The way to make a revolver safe is to empty all the chambers. The most likely scenario is the gun was where Baldwin placed it it dropped it after it fired and she did what she thought was her job at the time. She made the weapon safe. The police would prefer that the crime scene was as pristine as possible but it’s not always possible.

This is, legit, my greatest source of angst and dread when it comes to guns. Mass shootings are horrifying, but deaths from negligence or recklessness, and not least of all by the sort who think of themselves as “the good guy with a gun,” are far more common.

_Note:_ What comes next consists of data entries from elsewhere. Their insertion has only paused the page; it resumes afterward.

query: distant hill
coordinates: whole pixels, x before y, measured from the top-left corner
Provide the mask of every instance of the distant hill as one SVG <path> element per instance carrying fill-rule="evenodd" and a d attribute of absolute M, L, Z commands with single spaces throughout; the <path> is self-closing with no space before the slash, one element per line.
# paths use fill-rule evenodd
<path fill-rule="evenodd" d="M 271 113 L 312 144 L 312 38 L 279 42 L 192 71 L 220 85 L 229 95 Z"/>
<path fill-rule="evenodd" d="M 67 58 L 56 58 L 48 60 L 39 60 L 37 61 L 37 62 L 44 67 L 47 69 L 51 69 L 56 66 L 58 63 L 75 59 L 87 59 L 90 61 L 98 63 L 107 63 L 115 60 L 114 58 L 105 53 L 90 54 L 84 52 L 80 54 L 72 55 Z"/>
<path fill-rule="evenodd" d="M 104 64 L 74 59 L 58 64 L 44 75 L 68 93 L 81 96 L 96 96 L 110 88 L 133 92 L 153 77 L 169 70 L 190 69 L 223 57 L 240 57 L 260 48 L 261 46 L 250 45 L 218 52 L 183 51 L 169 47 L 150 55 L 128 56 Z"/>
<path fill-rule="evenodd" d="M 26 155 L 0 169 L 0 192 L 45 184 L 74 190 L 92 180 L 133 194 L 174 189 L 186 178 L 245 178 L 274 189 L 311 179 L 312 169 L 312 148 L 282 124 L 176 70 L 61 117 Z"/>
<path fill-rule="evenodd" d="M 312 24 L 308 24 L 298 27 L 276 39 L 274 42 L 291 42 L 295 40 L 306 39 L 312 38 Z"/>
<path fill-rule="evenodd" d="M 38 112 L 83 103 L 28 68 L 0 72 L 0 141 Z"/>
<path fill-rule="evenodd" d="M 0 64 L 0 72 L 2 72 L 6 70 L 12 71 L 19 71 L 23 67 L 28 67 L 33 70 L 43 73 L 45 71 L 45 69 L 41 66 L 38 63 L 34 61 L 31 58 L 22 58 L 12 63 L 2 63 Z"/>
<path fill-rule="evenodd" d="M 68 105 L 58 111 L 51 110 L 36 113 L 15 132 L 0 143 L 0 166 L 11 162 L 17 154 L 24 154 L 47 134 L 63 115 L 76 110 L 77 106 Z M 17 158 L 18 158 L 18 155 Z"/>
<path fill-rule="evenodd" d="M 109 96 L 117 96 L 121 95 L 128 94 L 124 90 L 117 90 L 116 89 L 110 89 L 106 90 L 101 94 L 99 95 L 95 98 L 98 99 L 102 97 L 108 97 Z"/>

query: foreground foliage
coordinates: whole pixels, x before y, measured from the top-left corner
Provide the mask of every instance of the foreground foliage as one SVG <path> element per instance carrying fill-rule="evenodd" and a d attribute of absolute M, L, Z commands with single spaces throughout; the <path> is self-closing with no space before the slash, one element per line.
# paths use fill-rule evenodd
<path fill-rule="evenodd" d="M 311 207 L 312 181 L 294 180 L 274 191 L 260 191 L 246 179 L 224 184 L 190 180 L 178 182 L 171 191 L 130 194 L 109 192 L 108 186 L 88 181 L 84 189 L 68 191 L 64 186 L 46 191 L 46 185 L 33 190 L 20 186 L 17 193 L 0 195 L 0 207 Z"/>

I would not be shocked to learn that someone in the chain of negligence leading to this shooting looked inward, re: their level of aptitude with firearms, and mistook desensitization and complacency for familiarity and skill. The most nearly fatal, most grossly negligent discharge of my naval career was thanks in part to one of those people. The kind of guy who would put a tomahawk (I mean an actual hatchet, like for chopping with) on his body armor and a hunting knife at his hip, in addition to an assault rifle and a sidearm. Oh, and don’t forget the oakleys! Guy was so confident with his bad-assery he would keep a round chambered (condition 1) when the order was to just have magazines inserted, but no rounds chamber (condition 3), and then when he got back from a convoy was so full of himself that after (apparently) incorrectly clearing his firearm and leaving a round in the chamber (still condition 1), he handed the gun off to a subordinate from another military that did not use that particular type of firearm and so was not familiar with it. The subordinate then negligently discharged the gun in an occupied office and penetrated two sheet metal walls with a desk chair in between. Fortunately, the chair itself was unoccupied–at the time. Would have hit whoever was sitting there in the upper torso, perhaps the heart.

But I digress. Point is, I am wary of anyone who gets a job as an armorer with their principle experience being they grew up around a parent who was well-versed in and confident with firearms. Or anyone else who think’s they’re too “experienced” to screw up.

If she was that close after it happened, it seems odd that the AD was the one who got the gun from the cart and handed it to Baldwin rather than her. I thought upthread someone said she wasn’t on the call sheet that day (but maybe that was speculation). In any case, if she was there so quickly to remove the casing after the shooting, it seems like she was on set and should have been the one to hand the gun to Baldwin in the first place.

The Daily Mail has (of course) been stalking Gutierrez-Reed, and has some photos of her at her home, taken in the last day or two.

It seems like COVID protocols kept much of the supporting crew outside of the building, only to be called in when needed. I’m sure the armorer was only second to the medics to be called in after the shooting.